从kafka主题聚合数据并上传到新主题
Aggregate data from kafka topic and upload it in the new topic
val jsonSchema = StructType(Array(
StructField("event_type", StringType),
StructField("category", StringType),
StructField("item_id", StringType),
StructField("item_price", IntegerType),
StructField("uid", StringType),
StructField("timestamp", LongType)
))
我有一个 kafka 主题,其 json 值在上面的方案中表示。我需要从最早的时间戳到另一个 kafka 主题,按小时放置聚合数据。我知道我需要使用 window 的更新方法,但我不明白如何以正确的方式做到这一点
我假设我想像这样直播
val newData = spark
.readStream
.format("kafka")
.options(kafkaParams)
.load
.select(from_json($"value".cast("string"), jsonSchema).alias("value"))
但我真的不明白如何用 json 像这样将其转换为新值:
{"start_ts":1577865600,"end_ts":1577869200,"revenue": sum of item_price,"visitors": count of uids},
{"start_ts":1577869200,"end_ts":1577872800,"revenue":sum of item_price,"visitors":count of uids},
...
你可以这样做:
val parseddf = newData
.select('value.cast("string"))
.withColumn("value",from_json(col("value"),jsonSchema))
.select(col("value.*"))
.withColumn("timestamp", from_unixtime($"timestamp"/1000).cast(TimestampType))
val uData = parseddf
.withWatermark("timestamp", "60 minutes")
.na.fill("undefined")
.withColumn("uid", when($"uid" === "undefined", 0).otherwise(1))

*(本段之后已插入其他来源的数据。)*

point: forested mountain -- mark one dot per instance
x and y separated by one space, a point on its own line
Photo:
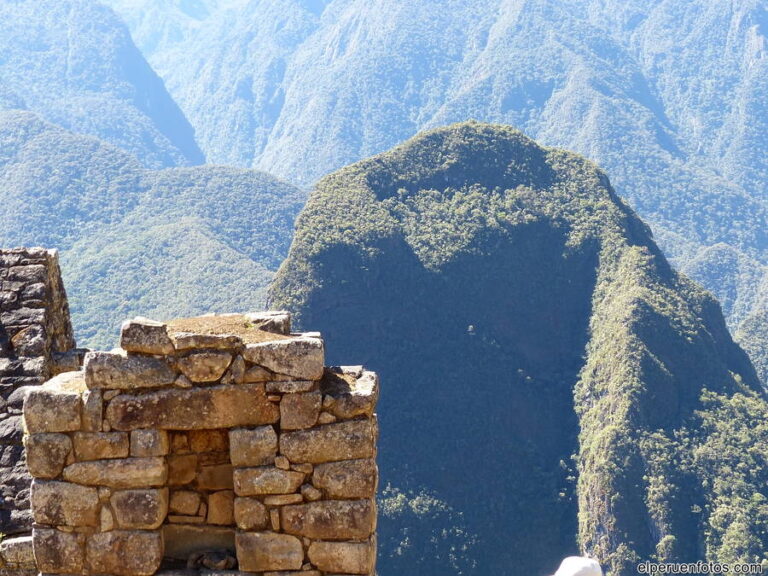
667 96
166 243
548 375
73 63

.groupBy(window($"timestamp", "60 minutes"))
.agg(sum("item_price")) as("revenue"), sum("uid") as("visitors"))
.withColumn("start_ts", unix_timestamp($"window.start"))
.withColumn("end_ts", unix_timestamp($"window.end"))
.withColumn("value", to_json(struct($"start_ts", $"end_ts", $"revenue", $"visitors")))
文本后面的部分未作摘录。